Ia menyoroti rumusan mengenai hak guru memperoleh penghasilan yang dalam draf RUU hanya menyebut frasa “di atas kebutuhan hidup minimum”. Formulasi tersebut dinilai bermasalah, karena konsep ‘minimum’ itu justru berpotensi menetapkan standar kesejahteraan yang rendah.
Ia mengusulkan penambahan kata “layak”, sehingga rumusan hak tersebut berubah menjadi “memperoleh penghasilan yang layak di atas kebutuhan hidup minimum”.
Kesejahteraan Guru Penambahan frasa ini bukan sekadar persoalan kata, melainkan penegasan filosofis dan yuridis bahwa profesi guru harus dihargai secara bermartabat.

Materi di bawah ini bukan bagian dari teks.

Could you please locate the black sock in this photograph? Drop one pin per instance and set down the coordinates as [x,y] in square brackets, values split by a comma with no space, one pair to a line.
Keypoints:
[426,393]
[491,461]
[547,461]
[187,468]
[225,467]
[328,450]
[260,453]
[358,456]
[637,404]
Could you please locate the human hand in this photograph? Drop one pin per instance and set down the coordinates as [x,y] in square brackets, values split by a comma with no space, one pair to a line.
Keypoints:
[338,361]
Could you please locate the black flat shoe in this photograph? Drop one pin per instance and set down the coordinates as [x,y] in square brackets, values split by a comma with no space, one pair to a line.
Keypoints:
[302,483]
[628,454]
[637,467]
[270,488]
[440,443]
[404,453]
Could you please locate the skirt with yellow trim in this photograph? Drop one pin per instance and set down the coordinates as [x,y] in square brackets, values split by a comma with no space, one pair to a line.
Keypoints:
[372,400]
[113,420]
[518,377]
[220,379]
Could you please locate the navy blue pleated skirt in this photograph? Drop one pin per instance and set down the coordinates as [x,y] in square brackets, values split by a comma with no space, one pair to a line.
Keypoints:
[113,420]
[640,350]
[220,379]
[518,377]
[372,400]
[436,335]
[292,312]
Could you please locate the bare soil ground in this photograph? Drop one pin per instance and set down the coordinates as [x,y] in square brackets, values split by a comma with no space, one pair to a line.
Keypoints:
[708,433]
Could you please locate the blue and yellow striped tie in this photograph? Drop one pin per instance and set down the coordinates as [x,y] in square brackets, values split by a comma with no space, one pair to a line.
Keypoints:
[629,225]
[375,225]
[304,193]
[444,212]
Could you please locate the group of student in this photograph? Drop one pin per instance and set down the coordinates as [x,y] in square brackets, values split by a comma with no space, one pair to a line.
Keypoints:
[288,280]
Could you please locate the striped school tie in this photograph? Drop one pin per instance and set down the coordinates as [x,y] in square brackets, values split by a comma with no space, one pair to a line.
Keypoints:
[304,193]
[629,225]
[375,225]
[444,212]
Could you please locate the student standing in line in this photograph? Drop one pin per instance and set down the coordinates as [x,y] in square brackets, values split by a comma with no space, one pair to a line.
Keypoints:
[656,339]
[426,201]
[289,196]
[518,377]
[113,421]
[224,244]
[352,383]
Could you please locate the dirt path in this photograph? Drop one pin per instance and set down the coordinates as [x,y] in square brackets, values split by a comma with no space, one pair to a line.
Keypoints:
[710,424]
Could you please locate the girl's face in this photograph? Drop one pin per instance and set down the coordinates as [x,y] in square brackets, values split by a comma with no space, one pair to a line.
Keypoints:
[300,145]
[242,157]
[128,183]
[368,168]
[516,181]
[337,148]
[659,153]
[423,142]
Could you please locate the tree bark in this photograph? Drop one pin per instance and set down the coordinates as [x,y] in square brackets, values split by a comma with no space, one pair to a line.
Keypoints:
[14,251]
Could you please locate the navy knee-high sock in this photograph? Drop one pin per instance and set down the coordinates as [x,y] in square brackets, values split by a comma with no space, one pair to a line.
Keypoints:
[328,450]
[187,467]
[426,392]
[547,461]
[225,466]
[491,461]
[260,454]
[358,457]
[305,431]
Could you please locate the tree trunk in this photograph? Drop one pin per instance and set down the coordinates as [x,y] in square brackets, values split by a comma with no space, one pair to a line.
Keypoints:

“Pertanyaannya, apakah pantas seorang guru yang menjadi ujung tombak pembentuk karakter dan intelektualitas bangsa berpenghasilan seadanya? Penambahan frasa ‘layak’ memberikan landasan hukum yang kuat agar kesejahteraan guru tidak lagi dipinggirkan, tetapi menjadi prioritas fundamental dalam pembangunan pendidikan,” katanya..
Rahmad juga menyoroti Dana Insentif/Tufu yang belum juga keluar yang dikeluhkan guru di Kota Medan.
“Kok bisalah TUFU/Insentif belum keluar di hari guru ini,” pungkasnya.